3. Vertrauen schenken

Die neue Verantwortung der Mitarbeiter und das damit verbundene Vertrauen zahlen sich nach meinen Erfahrungen langfristig aus. Man sollte grundsätzlich davon ausgehen, dass die Mitarbeiter – auch in Abwesenheit der Geschäftsführung – die ihnen aufgetragenen Aufgaben gewissenhaft erledigen.

Voraussetzung dafür ist natürlich ein harmonisches Miteinander im Unternehmen. Generell gilt: Vertrauen ist die Grundlage jeder Arbeitsbeziehung. Denn wer seine Mitarbeiter ständig kontrolliert, dämpft langfristig ihre Motivation.

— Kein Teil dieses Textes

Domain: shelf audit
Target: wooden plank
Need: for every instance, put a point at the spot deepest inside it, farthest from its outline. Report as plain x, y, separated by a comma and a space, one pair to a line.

4. Kultur der Wertschätzung schaffen

Nur wer mit den Stärken seiner Mitarbeiter arbeitet – und nicht lieber ständig über deren Schwächen klagt – kann Potenzial entfalten. Es lohnt sich immer ein offenes Ohr für die Mitarbeiter zu haben, sich nach dem Befinden zu erkundigen und zur richtigen Zeit ein positives Feedback auszusprechen.

Dies erzeugt ein gutes Betriebsklima. Schließlich sollen sich alle Kollegen wohlfühlen. Auch ein faires Prämiensystem kann das ganze Team motivieren. Durch Anreize wie diese setzen sich die Mitarbeiter langfristig ihre eigenen Ziele.

5. Mentor für Mitarbeiter

Gemeinsame Ziele sollten alle Mitarbeiter stets vor Augen haben. Dafür ist es wichtig, als Geschäftsführer ein Ansprechpartner und Mentor für das gesamte Team zu sein. Zuhören und Einfühlungsvermögen zeigen.

Wissen und Erfahrungen fördern. Der richtige Weg muss heißen: Coaching statt ständiger Kontrolle. Dies ist bei einer räumlichen Distanz zwischen Chefs und Mitarbeitern umso wichtiger. So können sich Mitarbeiter weiterentwickeln und selbst den Weg zum Erfolg finden.

Fazit

Führen in Abwesenheit funktioniert. Es stärkt sogar das Zusammengehörigkeitsgefühl. Man muss nicht IM, sondern AM Unternehmen arbeiten. Seien Sie ein fördernder Mentor für Ihre Mitarbeiter. Menschlichkeit, gegenseitiges Vertrauen und vor allem Wertschätzung sind Grundsteine für ein gutes Gelingen. Mitarbeiter werden gestärkt, indem Verantwortung an sie abgegeben wird. Dadurch wird viel Potenzial für das Unternehmen frei gelegt.

Ich bin selbst noch oft erstaunt, welch große Kraft ein gesunder Teamspirit entwickeln kann. Den Kontakt auf Augenhöhe zu meinen Mitarbeitern empfinden beide Seiten als Bereicherung. Er vermittelt Sicherheit und schafft Raum für Entwicklung. Mit dem nötigen Feingefühl ist es also meiner Meinung nach für jeden machbar, sein Geschäft auch über eine große Entfernung hinweg zu führen.